A review of hospital policy titled, "Cleaning and Disinfection, and Reprocessing of Flexible Gastrointestinal Endoscopes 10/19 showed the endoscope should be leak testing in a mixture of enzyme and water. (The purpose of the leak test to find holes in the endoscope and enzyme can foam and obscure the bubbles.)
On 08/03/17 at 3:00 pm, Staff F stated enzyme was added to pre-cleaning water after the leak test was performed.
Tag No.: A0800
Based on record review and interview, the hospital failed to identify patients at high risk for adverse health consequences for 1 (Patient #20) of 4 records reviewed for discharged patients.
This failed practice had the potential to affect all patients due to the potential lack of adequate care following discharge.
Findings:
A policy titled "Discharge Planning" listed "Readmission within 30 days" as an indication a patient was at high risk for adverse events and required a discharge assessment.
Patient #20
A review of records showed the patient was discharged from inpatient care on 01/19/17. The patient was readmitted to inpatient care on 01/22/17.

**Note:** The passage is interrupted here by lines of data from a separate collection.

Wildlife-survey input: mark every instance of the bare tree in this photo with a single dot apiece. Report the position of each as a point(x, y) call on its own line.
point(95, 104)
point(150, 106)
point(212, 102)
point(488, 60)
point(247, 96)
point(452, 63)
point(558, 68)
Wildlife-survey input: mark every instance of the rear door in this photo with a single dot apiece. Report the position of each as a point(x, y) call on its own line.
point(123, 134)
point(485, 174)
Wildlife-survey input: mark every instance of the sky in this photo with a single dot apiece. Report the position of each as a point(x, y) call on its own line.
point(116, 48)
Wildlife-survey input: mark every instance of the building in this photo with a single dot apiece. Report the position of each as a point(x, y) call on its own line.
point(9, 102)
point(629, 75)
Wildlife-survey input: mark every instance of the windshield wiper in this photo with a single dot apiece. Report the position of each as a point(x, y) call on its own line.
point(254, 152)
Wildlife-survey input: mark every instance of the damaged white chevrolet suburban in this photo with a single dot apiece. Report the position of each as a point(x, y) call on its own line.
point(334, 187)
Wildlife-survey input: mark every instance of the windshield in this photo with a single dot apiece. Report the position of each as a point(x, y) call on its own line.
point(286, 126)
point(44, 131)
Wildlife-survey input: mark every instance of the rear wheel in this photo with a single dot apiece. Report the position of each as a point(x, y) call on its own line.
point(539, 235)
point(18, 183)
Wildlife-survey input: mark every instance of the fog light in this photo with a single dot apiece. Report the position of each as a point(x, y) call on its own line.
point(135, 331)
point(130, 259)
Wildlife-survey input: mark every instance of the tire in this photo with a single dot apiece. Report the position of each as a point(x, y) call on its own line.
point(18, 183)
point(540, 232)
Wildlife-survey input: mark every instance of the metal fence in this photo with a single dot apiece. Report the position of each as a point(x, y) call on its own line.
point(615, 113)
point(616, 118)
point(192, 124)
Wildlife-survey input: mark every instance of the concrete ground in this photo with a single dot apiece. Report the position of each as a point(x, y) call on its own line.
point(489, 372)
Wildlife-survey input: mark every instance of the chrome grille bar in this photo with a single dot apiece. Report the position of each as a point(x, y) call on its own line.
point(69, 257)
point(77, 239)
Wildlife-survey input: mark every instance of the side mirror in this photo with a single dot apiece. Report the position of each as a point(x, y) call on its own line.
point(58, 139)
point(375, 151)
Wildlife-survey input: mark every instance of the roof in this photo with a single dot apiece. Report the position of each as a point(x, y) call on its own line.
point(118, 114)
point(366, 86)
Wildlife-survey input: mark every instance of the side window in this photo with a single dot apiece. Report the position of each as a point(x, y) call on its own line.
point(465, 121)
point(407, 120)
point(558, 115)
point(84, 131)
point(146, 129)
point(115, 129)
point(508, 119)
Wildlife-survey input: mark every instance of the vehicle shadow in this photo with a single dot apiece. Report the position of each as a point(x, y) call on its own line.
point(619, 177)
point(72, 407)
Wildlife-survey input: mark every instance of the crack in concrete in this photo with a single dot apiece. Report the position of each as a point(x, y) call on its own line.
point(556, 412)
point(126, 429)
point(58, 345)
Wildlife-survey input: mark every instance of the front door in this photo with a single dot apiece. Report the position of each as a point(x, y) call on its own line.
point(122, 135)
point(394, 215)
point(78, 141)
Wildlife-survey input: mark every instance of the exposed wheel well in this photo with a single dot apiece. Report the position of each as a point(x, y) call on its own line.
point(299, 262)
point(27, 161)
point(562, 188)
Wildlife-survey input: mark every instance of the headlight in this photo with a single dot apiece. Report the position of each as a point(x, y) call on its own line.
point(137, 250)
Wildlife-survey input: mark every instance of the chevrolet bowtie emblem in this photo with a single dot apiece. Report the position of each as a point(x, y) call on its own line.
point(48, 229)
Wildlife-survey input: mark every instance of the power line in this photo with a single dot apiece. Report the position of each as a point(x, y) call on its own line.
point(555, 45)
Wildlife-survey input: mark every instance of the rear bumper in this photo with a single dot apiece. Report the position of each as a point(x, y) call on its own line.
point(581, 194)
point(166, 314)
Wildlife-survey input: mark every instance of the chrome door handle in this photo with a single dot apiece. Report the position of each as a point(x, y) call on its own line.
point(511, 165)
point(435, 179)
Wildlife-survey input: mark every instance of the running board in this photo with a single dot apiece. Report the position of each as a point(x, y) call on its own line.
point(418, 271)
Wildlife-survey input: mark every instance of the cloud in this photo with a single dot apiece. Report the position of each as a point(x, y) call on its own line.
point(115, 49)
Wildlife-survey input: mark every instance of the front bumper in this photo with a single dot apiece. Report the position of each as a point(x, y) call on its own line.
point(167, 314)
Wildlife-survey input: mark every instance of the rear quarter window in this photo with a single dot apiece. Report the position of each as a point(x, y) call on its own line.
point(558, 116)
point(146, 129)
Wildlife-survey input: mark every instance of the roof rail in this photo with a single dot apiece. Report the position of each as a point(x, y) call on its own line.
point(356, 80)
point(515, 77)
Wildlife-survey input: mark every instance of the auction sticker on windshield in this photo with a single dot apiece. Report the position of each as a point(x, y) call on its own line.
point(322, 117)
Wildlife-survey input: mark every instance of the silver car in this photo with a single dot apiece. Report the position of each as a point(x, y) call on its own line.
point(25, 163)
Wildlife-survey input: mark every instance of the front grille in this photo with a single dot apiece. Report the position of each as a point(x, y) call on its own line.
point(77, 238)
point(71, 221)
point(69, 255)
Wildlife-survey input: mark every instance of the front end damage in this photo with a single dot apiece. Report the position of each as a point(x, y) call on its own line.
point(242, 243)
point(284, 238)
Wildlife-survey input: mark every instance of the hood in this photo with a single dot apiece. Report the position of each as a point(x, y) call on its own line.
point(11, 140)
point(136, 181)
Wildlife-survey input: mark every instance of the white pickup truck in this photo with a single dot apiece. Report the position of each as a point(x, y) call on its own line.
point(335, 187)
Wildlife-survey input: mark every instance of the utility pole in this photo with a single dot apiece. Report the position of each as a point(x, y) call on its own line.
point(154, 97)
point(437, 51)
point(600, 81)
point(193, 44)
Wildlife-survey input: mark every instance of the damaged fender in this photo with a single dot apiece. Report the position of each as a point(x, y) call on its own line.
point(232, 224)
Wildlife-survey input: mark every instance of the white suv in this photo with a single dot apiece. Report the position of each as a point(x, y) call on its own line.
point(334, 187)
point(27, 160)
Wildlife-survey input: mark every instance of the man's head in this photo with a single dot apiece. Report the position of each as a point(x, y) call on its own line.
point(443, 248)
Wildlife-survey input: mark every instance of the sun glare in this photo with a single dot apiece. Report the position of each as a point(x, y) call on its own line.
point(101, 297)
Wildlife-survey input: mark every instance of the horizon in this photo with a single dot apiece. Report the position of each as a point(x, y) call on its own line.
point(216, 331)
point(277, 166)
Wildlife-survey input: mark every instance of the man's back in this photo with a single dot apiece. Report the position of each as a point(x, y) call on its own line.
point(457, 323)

The patient was included in a list of patients readmitted within 30 days of discharge. A review of records showed no documentation of a discharge planning assessment.
On 08/03/17 at 1:16 pm, Staff V stated a discharge planning assessment was not done.
Tag No.: A0812
Based on record review and interview, the hospital failed to ensure the discharge planning evaluation was included in the clinical record for 1 (Patient #21) of 4 records reviewed for discharged patients.
This failed practice had the potential to affect all patients due to the lack of information for other members of the health care team to determine needed resources.
Findings:
A policy titled "Discharge Planning" listed "Readmission within 30 days" as an indication a patient was at high risk for adverse events and required a discharge planning assessment. The policy failed to address the requirement of inclusion of the assessment in the clinical record.
Patient #21
A review of records showed the patient was discharged from inpatient care on 06/06/17. The patient was readmitted to inpatient care on 06/13/17.
The patient was included in a list of patients readmitted within 30 days of discharge. A review of the clinical record showed no documentation of a discharge planning assessment.
On 08/03/17 at 12:41 pm, Staff V stated readmission assessments were documented on a paper form and kept in the office, but not included in the clinical records.